Es muy difícil mantener la calma en estos momentos, sin embargo según todos los expertos, precisamente la calma es la mejor lección que podemos transmitir. Podemos utilizar varios métodos para controlar estos episodios de rebeldía. ¡Utilízalos!

Los gritos

Si los padres no tienen costumbre de gritar a los niños, posiblemente cuando le regañen al niño en un tono más alto será muy eficaz, pues supondrá que está hablando en serio. En cambio, los gritos y las regañinas repetidas son contraproducentes. A esta edad, a los niños les encanta comprobar las reacciones de sus padres cuando les provocan y, si observan que habéis perdido el control, sentirá que es él quien está al mando de vuestro comportamiento. Se forma un círculo vicioso: cuanto más gritas, menos caso te hace el niño.

Amenazas

Algunos niños responden perfectamente a las amenazas, otros insisten una y otra vez en su mal comportamiento. Es muy importante cumplir las amenazas, es decir, si le regañas y le avisas de que si sigue pegando a su hermano le vas a quitar el peluche objeto de la disputa...pero no lo haces, entenderá que las amenazas no se cumplen e insistirá en su comportamiento.
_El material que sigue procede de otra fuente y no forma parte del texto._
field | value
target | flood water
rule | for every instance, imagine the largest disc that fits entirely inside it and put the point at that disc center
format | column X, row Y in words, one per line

La técnica de la interrupción

Actualmente, muchos expertos defienden otros métodos para modificar el comportamiento de los niños a esta edad. Uno de los más extendidos es el llamado de la interrupción, por que su objetivo es interrumpir la actividad del niño para que se de cuenta que ha hecho algo malo. Si se ha portado mal o ha agarrado una rabieta, hay que apartarlo y decirle que se esté allí quieto durante 2 a 3 minutos. Una silla, un rincón o una escalera valen para este aislamiento momentáneo. Después de haberle dejado esos minutos solo (mientras, puedes seguir haciendo tus actividades cotidianas) le levantas el castigo, le das un beso y olvidas el berrinche. Puede ocurrir que el niño grite, llore y se enfade aún más. No te inmutes, sé firme y déjale en el lugar que hayas elegido. Debes transmitir al niño firmeza y tranquilidad. Si después de esta situación continúa pegando a su hermano o pintando la mesa de la cocina, repite la interrupción con la misma calma que la primera vez. Seguro que se cansa de parar tantas veces seguidas.